Lucy - Some of your fatigue could be from reducing your carbs along the way. Some folks notice a dip in energy (I didn't), some have almost hangover symptoms and some lucky people just sail on through the transition. If you do have a carb hangover (sometimes known as carb flu), it's likely to disappear in a few days. Just go with the flow and try not to over analise absolutely everything in these early days.

It looks like you have a plan which sounds good.

My approach was quite simple, once I worked out what needed to be done, and that was I cut out all the obvious stuff I could - bread, potatoes, pasta, rice, and the obvious sugars, and decided I'd try to just get my carbs from vegetables. That really worked for me, in that it was simple, my OH, who does the vast majority of our cooking, could "get it" quickly, so it saved on too many oooopsie moments, although we inevitably did have several.

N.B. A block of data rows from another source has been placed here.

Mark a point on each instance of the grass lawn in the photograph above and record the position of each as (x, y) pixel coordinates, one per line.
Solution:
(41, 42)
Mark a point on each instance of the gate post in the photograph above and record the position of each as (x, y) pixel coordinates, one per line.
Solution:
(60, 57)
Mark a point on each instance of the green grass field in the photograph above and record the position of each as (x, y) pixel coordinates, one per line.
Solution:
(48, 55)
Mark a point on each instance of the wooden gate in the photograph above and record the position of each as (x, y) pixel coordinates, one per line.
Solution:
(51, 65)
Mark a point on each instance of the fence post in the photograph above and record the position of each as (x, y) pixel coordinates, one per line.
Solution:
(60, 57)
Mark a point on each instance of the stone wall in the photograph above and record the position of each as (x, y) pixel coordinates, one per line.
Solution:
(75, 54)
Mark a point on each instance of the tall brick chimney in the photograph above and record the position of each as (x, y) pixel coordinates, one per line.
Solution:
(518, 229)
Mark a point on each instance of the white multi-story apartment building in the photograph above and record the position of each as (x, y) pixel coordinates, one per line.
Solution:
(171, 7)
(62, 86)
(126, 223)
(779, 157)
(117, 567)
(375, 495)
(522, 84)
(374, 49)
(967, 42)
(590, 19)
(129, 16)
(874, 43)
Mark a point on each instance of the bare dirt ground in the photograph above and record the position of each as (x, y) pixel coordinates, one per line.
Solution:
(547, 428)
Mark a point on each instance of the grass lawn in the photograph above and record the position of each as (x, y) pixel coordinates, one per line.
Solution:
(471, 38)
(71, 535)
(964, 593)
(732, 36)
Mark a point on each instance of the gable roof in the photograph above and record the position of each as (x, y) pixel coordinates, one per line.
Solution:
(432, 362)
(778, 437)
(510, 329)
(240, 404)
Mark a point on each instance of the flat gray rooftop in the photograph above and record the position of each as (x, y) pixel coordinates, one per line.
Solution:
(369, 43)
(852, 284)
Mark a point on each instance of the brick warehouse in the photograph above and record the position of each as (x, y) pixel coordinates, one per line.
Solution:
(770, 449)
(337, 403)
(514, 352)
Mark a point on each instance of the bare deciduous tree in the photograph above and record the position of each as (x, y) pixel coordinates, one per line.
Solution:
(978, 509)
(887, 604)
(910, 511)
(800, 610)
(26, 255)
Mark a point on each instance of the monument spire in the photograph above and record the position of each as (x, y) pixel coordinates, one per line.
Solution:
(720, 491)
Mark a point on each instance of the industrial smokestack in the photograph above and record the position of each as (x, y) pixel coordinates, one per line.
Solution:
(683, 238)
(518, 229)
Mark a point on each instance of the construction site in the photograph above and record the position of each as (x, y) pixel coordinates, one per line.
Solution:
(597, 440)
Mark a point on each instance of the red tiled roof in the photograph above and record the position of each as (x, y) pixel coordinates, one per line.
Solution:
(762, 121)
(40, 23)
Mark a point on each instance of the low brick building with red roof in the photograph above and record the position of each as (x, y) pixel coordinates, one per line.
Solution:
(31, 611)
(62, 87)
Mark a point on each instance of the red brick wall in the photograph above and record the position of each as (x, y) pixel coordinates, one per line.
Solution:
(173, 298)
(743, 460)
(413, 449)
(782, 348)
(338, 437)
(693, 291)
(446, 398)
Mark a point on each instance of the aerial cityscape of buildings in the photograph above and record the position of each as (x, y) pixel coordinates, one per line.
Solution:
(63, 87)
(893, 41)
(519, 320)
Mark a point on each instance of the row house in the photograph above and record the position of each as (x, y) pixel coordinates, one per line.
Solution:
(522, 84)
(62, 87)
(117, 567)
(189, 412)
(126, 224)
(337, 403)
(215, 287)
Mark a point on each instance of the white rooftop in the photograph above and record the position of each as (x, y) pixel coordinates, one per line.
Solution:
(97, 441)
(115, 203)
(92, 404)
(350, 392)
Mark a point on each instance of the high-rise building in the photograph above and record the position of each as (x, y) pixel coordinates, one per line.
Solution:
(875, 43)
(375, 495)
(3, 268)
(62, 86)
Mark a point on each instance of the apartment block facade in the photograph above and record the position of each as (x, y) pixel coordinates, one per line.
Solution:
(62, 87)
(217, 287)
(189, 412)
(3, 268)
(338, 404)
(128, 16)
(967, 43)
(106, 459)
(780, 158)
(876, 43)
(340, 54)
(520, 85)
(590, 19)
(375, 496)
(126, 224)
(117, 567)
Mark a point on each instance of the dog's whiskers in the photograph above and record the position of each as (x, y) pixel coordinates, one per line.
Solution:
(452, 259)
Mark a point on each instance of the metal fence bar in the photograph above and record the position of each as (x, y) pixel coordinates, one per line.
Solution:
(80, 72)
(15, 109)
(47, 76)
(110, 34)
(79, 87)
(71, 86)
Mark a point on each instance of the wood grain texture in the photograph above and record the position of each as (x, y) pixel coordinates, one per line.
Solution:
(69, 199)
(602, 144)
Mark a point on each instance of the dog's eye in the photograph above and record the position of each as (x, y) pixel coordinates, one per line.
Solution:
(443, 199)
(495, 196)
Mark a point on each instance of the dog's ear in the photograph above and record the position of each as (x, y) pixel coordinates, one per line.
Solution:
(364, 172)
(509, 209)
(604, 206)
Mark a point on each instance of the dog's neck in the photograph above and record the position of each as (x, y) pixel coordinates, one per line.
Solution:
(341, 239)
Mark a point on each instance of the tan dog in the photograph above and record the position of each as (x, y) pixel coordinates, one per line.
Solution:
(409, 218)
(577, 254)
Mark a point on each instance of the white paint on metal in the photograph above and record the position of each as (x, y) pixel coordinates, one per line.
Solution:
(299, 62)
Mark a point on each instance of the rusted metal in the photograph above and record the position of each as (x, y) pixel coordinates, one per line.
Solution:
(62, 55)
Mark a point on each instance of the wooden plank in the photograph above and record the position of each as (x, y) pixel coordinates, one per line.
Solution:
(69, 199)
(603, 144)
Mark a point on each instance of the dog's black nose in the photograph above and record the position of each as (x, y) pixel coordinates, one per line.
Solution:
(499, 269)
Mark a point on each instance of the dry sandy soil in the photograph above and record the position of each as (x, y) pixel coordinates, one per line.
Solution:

I didn't deliberately count carbs, or set myself a target level, just followed my approach, although I did keep (and still do, every day) a food diary on myfitnesspal. Once you start adding your regular foods it gets really quick to maintain.

If you can find yourself a simple means of approaching this to begin with at least, it'll be more sustainable and over thinking things can lead to a bit of burn out if we're not careful. We all have days when we wish this would just push right off, but you'll be fine, and once you get past the initial stages and see improvements to your scores it's very easy, in my view, to remain motivated.

Good luck with it all.
 
Cheers @DeusXM - some really good insights in there, and it seems to tie in with what I'm (constantly!) learning when it comes to managing blood glucose levels. Think I'll check out the Dr Bernstein book too - pick out the things that suit the balance I'm looking to achieve, and leave the extra-puritanical stuff.

@lucy123 - I'm a few weeks out since the big diet and lifestyle change, and while I started off with tiny unsatisfying meals, long term that wasn't sustainable, so balancing a few things I like and a few things I should eat which don't spike the levels too much is what I'm aiming for. I'm still getting headaches, which I think is a part of the sugar withdrawal symptoms, but apart from that I'm not finding hunger to be too much of an issue.